28 Şubat-6 Mart haftasında yeni çıkan kitaplar #10

Kadının Sesi Yok – Etaf Rum

“Bu hikâyeyi daha önce hiç duymadınız… Benim geldiğim yerde bu hikâyeleri kendimize saklarız. Başkalarına anlatmak duyulmuş şey değildir, tehlikelidir, büyük bir utançtır.”

FİLİSTİN, 1990. 17 yaşındaki İsra, babasının seçtiği taliplerle evlenmektense gizlice kitap okumayı ve okuduklarının büyüsüne kapılmayı ister. Ancak kısa bir süre sonra evlendirilip kocasıyla yeni ailesinin yaşadığı Brooklyn’e göçmeye zorlanır. İsra, ABD’de daha iyi bir yaşam bulmayı umsa da hayal kırıklıkları peşini bırakmaz. Gençliğinin baharındaki kız, kayınvalidesinin zulmü ve bir oğul doğurmak zorunda olmanın baskısı karşısında yaşama sevincini yitirir. Ardı ardına doğurduğu kız çocukları ise İsra’nın kurtuluşu olmaz.

BROOKLYN, 2008. İsra’nın en büyük kızı, 18 yaşındaki Deya’nın tek arzusu üniversiteye gitmek olsa da, babaannesi Feride’nin ısrarı üzerine koca adaylarıyla görüşmek zorunda kalır. Deya, annesi ve babası hayatta olsa seçeneklerinin farklı olup olmayacağını merak etmekten kendini alamaz. Ancak babannesi kararlıdır: Deya için iyi bir gelecek sağlamanın tek yolu, doğru adamla evliliktir. Fakat çok geçmeden Deya, kendisini ailesiyle ilgili şoke edici gerçeklere götüren beklenmedik bir yolda bulur. Ailesini, geçmişini, bildiğini sandığı her şeyi ve kendi geleceğini sorgulamaktan başka çaresi yoktur artık. Otobiyografik izler taşıyan ilk romanı Kadının Sesi Yok’ta Etaf Rum, edebiyatın zayıflar ile ezilenler için özgürleştirici gücüne ve gelenekler arasında sıkışıp kalmış günümüz kadınlarının iç çatışmalarına ve özlemlerine incelikle bakıyor.

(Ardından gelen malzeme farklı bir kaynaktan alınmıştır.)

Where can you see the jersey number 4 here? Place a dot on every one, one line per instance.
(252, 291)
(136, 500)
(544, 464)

“Khaled Hosseini’nin Bin Muhteşem Güneş’iyle karşılaştırılmayı hak eden bir eser.” —Refinery 29

“Bir kadının hayatının değeri nedir? Bu soru, Etaf Rum’un kuvvetli ilk romanı sayesinde ülkeler ve nesiller boyunca yankılanıyor.” —Washington Post

28 Şubat-6 Mart haftasında yeni çıkan kitaplar #11

Günlerin Köpüğü – Resimli – Boris Vian

“‘Âşık olmak isterdim,’ dedi Colin. ‘Âşık olmak isterdin. O da aynısını isterdi (yani âşık olmak). Biz, siz, âşık olmak isterdik, isterdiniz, onlar da isterlerdi.’” Müziğin renklere, renklerin duygulara dönüşüverdiği, mutluluğun hacim kazanıp insanın gözlerinden taştığı bu tuhaf dünyada bir Colin vardı. Muhteşem aşçısı Nicolas’ın güzelim yemekleri, kara bıyıklı farenin şirinliği, can dostu Chick’in Jean-Sol Partre muhabbetleri onu yeterince teselli etmiyordu artık. Colin âşık olmak istiyordu. Ve çiçekleri kıskandıran güzellikteki Chloé ile tek bir dans buna yetti. Günlerin Köpüğü gerçekliğin eğilip büküldüğü, şenlenip kedere battığı, aşkın en sıradışı biçim ve üslupla ortaya konulduğu bir roman; dünyaya çiçek dürbününden bakan bir hikâye.